Good luck with that after the short-handed Pistons, with 6-foot-9 Paul Reed as their tallest starter, reduced Karl-Anthony Towns to a relative non-entity, holding him to two points in the first half while Detroit took a 58-48 lead.
Towns got it going in the third quarter, and his final numbers (21 points, 11 rebounds) suggested he put in a solid night’s work. But the box score was a liar. Without Duren and Stewart to tangle with, Towns should’ve dominated this game. Instead, the 2015 No. 1 pick allowed the combination of Reed (making his 36th start in six NBA years) and Tolu Smith (making his eighth career start on a salary of $636,000) to outscore him by one.
Listen, the Knicks do have a little history on their side here. Detroit won three of their four regular-season games last year, and none of that made a difference in the playoffs. The Pistons made the Knicks sweat in a challenging first-round series, yet when it mattered most, Brunson defeated Detroit’s best perimeter defender, Ausar Thompson.
In the closing seconds of a tied Game 6, Brunson held the ball near midcourt with Thompson all over him, then dribbled to his left before hitting the brakes hard and putting the Detroit wing on skates. Brunson bounced the ball between his legs from back to front, took two dribbles to his right and launched a 3-pointer as a scrambling Thompson tried to challenge it.
Brunson stepped into the swish with 4.3 seconds left like a golfer walking a long putt into the hole, then, with three fingers extended, blew a kiss to the enemy crowd. He was kissing the Pistons goodbye with a 40-point performance that sent the Knicks into a second-round duel with the Celtics that they would win.
But this year’s Pistons and this year’s Cunningham are so much better than last year’s. And they are in complete control of the conference largely because of the old-school basketball they so dearly love to play.
“They’re the one team in the NBA right now that is really playing a totally different brand of basketball than everyone else,” said Thomas, who is currently an NBA TV analyst. “They have gone back to what I would say the old Pistons DNA has been — defense, rebounding, shot blocking and taking good shots.
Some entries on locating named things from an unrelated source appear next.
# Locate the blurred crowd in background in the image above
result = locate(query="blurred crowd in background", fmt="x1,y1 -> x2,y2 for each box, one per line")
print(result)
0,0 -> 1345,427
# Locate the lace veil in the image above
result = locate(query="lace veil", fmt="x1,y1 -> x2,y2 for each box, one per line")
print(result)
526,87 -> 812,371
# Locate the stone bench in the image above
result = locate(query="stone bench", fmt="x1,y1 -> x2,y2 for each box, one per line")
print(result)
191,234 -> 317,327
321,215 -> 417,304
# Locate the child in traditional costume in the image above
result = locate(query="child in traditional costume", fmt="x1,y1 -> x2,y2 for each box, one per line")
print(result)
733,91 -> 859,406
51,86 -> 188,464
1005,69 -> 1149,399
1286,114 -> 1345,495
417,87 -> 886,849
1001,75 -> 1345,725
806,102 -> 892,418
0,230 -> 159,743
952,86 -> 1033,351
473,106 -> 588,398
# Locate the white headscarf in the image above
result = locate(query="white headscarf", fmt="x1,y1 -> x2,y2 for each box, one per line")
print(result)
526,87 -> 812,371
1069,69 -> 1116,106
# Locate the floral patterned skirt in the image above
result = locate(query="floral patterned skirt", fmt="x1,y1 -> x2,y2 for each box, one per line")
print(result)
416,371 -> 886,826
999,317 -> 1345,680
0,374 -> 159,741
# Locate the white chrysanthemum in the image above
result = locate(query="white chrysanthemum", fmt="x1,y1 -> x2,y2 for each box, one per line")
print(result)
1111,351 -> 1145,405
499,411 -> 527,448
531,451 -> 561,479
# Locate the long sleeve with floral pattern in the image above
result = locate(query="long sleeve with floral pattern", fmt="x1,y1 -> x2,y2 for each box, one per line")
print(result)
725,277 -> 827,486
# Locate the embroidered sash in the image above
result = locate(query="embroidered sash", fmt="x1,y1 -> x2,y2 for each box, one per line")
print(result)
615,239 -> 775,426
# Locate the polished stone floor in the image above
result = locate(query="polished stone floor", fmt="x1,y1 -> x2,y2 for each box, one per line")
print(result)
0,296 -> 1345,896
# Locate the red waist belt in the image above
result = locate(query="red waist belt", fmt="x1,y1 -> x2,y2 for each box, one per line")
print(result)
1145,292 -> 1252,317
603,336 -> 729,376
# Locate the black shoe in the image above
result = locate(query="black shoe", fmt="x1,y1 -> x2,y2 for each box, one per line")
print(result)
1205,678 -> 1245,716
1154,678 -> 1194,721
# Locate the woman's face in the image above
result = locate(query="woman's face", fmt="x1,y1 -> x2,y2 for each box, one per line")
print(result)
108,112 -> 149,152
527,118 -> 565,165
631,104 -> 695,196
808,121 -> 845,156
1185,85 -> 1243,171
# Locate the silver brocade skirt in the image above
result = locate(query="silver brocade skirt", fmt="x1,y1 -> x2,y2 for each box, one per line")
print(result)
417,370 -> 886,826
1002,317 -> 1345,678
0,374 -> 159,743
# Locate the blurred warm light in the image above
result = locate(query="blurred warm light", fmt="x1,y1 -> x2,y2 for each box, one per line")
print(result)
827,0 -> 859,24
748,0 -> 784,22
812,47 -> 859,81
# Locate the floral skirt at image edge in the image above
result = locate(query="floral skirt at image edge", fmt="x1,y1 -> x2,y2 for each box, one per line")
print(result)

“It’s a formula that goes totally against the grain of the NBA, and it’s just like we did it in the 1980s and ’90s. When Cade sees Stewart and Duren open in the post, he actually throws them the ball. They try to score two points rather than always shooting 3s. The way I was taught the game, you want to put at least one point on the board every time down the court, and the Pistons play that way. That’s why the entire city of Detroit appreciates this team.”
These Pistons aren’t exactly the Bad Boy Pistons, who went back-to-back under Chuck Daly and regularly assaulted Michael Jordan and a parade of lesser lights who dared to drive to the goal. And yet they resemble those teams enough to be considered a legitimate title threat.
The Knicks added Jose Alvarado and Jeremy Sochan for the kind of supplemental toughness and energy on defense that, in theory, should help against the Pistons. They didn’t help Thursday night, when the home team played soft and missed 3-pointers from all over the place.
“For sure, it’s not the end of the world,” Brown said.
For sure, it will feel like it in May if the Knicks don’t get a whole lot tougher between now and then.